Today, Iran clings to one thing: preserving some of its geopolitical gains in the Arab region. Will it succeed in negotiations after failing in war? It seeks to control Iraq and preserve Hezbollah in Lebanon, having lost Syria and being on the verge of losing the Houthis in Yemen. It hopes that negotiations with the US administration will help preserve its extensive realm as much as possible.
No state has succeeded in imposing such widespread hegemony in the Arab region, using both hard and soft power, as Iran did over three decades until the October 7, 2023 attack occurred.
Nasserism's intellectual and military reach swept through various parts of the region, but it failed to plant proxies, establish governments, and control vast geopolitical areas. Cairo's influence over Syria, in the name of unity, lasted only three years before it was ousted in the first coup. Iranian influence, however, has been extensive, long-lasting, and backed by military force, unparalleled in the region since the decline of the British Crown's presence.
Tehran had advanced far in its expansion, reaching the borders of Türkiye and the waters of the Mediterranean and the Red Sea.
In current negotiations, it seeks to preserve most of the expansion it achieved. Recent events have revealed the costly price of the October 7 operation. By losing the Assad regime in Syria, it no longer has a corridor to Hezbollah in Lebanon. Its strategic balance with Türkiye has weakened, and it has lost two fronts overlooking Israel: southern Lebanon and western Syria.
Tehran's empire was built on propaganda and weapons and cultivated a generation of Arabs, some of whom believed in the revolution and its image of resistance against the West and Zionism. But for the second time, as Al-Mutanabbi said: The sword conveys truer tidings than books.' And just as happened to Nasserist expansion, which extended north to Syria, south to Yemen, east to Kuwait, and west to Libya, Israeli power has crippled its Iranian rival and continues to push it back regionally.
This expansion would have led to a clash with Israel, which the events of October 7 accelerated, putting all proposals to the test. Iran was not a paper tiger but a heavily armed fortress ruled by the Revolutionary Guard from behind the Ayatollahs. However, it was not a military match for Israel and its ally America. Its military resilience was higher than expected. In aggression, thousands of missile and drone attacks on its enemy Israel did not achieve significant goals.
Its strategists succeeded in compensating for what they failed to achieve in confronting attacks by adopting an equally impactful plan. Closing the Strait of Hormuz became a high-pressure card. Hormuz was not the surprise, but rather Iran's widespread attacks on the Gulf and taking its states hostage. These states skillfully avoid becoming a battlefield and accept some losses, realizing that matters are out of control. It is better for Saudi Arabia and its sisters to leave the battle to be settled between the three powers, and whatever the results, it remains better for them than fighting the battle.
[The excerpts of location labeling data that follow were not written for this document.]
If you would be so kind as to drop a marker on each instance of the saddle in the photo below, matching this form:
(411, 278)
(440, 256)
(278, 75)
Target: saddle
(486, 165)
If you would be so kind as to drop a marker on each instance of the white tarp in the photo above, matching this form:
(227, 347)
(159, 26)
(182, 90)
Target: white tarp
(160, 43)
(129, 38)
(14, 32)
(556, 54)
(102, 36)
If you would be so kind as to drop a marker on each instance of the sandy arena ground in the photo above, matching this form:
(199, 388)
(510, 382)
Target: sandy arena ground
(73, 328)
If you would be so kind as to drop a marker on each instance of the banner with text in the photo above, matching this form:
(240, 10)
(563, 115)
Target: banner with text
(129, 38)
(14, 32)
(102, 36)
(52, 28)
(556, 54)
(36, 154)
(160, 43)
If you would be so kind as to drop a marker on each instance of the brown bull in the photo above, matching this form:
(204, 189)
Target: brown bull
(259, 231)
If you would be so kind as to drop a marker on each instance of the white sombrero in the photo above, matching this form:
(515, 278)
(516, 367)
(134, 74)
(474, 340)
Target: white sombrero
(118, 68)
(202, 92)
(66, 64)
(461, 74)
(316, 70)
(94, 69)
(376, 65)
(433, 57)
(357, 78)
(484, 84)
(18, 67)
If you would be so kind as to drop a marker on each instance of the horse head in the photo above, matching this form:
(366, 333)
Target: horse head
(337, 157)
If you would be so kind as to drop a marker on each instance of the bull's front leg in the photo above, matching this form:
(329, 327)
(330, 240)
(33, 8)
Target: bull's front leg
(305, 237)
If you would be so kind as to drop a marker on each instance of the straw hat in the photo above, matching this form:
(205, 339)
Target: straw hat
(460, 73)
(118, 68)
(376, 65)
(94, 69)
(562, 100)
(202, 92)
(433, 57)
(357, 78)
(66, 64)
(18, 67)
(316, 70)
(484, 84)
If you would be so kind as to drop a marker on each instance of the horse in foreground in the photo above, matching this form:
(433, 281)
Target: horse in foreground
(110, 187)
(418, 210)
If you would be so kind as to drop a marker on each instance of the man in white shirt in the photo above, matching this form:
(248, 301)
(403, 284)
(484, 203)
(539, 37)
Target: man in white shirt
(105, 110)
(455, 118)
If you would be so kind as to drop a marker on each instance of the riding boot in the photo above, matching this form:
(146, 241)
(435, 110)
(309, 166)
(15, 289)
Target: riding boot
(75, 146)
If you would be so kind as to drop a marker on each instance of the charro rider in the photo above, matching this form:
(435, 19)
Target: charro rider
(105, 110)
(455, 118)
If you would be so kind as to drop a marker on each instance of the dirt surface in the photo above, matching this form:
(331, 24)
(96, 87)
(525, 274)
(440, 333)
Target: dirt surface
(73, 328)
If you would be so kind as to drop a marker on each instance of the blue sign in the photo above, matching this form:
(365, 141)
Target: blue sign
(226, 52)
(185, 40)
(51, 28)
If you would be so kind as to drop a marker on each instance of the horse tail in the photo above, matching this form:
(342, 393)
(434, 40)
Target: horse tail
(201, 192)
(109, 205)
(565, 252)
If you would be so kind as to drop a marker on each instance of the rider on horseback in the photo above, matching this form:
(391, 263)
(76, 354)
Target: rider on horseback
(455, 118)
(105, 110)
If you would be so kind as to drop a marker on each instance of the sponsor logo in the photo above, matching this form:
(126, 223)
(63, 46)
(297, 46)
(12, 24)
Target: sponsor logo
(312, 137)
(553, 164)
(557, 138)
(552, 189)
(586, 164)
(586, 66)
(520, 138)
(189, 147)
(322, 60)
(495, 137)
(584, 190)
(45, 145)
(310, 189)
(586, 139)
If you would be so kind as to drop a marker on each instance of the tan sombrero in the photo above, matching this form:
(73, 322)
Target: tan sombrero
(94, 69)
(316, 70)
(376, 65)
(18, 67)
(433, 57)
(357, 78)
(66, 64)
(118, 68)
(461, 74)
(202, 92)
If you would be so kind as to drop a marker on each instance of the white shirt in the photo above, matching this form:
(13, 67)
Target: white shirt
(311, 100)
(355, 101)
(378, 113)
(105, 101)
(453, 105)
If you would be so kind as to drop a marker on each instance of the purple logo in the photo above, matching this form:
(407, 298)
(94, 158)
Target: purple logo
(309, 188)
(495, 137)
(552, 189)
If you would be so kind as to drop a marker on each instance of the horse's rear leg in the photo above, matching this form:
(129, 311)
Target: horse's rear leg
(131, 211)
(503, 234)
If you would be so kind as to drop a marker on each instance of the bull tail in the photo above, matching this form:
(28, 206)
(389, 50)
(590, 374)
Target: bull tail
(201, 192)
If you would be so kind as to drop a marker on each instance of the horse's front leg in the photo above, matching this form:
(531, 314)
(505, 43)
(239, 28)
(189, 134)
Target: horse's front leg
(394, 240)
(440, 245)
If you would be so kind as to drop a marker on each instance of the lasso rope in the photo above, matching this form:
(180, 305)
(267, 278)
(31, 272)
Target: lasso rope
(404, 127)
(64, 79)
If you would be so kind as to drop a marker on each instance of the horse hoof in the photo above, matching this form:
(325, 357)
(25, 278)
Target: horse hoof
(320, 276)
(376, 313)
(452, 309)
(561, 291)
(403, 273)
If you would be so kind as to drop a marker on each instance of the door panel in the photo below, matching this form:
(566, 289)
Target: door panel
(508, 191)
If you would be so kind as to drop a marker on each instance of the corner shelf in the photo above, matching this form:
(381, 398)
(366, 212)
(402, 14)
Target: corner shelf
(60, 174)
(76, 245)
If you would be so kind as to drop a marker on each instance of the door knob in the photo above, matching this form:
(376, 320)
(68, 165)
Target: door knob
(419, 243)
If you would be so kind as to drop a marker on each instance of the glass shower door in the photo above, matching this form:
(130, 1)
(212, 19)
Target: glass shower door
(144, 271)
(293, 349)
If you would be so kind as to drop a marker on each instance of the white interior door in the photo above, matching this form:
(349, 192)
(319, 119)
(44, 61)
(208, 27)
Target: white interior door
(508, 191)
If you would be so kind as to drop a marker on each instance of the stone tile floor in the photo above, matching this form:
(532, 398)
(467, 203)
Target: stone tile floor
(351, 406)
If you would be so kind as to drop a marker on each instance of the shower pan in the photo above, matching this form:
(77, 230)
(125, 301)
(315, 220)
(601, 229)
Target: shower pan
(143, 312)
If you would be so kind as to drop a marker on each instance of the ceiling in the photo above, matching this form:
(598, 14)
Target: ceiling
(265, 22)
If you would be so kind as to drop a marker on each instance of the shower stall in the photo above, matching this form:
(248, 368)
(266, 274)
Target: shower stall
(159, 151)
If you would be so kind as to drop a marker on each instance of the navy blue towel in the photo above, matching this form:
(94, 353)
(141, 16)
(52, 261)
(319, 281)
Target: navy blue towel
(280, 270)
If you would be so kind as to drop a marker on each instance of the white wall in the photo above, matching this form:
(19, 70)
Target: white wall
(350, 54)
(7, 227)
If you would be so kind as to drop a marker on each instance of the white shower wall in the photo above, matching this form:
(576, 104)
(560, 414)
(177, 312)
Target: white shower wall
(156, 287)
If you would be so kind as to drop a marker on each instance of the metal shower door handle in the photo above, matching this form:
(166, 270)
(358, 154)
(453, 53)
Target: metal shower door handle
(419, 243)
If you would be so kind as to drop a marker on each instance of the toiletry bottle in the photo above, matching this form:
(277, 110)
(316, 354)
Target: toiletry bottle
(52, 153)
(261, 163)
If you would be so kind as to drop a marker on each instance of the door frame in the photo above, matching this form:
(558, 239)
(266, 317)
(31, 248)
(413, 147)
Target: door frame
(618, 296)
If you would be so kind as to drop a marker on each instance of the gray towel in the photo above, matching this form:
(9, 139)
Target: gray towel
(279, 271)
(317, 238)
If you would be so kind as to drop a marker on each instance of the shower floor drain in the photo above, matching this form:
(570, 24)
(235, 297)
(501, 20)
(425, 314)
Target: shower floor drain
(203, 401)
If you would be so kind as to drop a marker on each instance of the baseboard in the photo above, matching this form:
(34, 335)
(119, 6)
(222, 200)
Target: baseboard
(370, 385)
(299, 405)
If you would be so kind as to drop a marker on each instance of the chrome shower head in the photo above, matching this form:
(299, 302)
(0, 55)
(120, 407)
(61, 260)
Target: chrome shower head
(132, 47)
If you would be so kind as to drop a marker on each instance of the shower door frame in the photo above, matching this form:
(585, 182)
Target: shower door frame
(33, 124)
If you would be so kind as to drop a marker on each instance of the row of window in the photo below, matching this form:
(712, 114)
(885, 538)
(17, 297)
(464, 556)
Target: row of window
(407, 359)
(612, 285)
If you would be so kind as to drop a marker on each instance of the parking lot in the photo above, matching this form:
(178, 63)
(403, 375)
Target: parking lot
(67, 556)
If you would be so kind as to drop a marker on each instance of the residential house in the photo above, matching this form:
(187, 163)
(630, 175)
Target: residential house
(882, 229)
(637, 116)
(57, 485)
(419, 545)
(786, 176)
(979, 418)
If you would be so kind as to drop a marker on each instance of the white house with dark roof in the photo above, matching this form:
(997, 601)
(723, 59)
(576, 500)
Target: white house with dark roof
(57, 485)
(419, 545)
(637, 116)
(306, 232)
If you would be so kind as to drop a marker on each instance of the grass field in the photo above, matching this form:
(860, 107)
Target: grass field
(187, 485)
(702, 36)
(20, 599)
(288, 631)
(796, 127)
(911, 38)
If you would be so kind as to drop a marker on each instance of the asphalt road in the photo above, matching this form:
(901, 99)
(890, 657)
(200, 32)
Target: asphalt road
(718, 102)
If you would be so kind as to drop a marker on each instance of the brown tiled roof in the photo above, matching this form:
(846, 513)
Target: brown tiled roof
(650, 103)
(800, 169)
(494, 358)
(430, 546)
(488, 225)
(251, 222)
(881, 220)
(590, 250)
Hezbollah, which once threatened the region, is now fighting for survival. Israel, which was not satisfied with President Trump's truce and the negotiation process, opened the southern Lebanon front, seized all Hezbollah strongholds, crossed the Litani River, and threatens Tyre, perhaps even intending to march to Beirut.
More than one hundred days have passed since the start of the war and two months since the truce, and Iran has exhausted most of its cards. Trump's blockade on Tehran's ports deprived it of its highest daily revenue in four decades.
From the course of the war and its aftermath, we sense that Tehran does not wish to resume fighting. Even the ten missiles it launched at northern Israel for a few hours were a propaganda announcement and came to reinforce this hypothesis.
The regime weaves around itself an image of an invincible regional power, hoping to achieve through negotiations what it failed to achieve through military force.
Its endurance of losses, its targeting of less defended areas, and its recent attack on Israel are all theatrical displays. What worries everyone is that the US administration might fall into Iran's traps and grant it in negotiations more than 24 billion and lift the blockade, in addition to overlooking its ballistic missile system and regional proxies, which means that the probability of future confrontations with Iran is almost certain.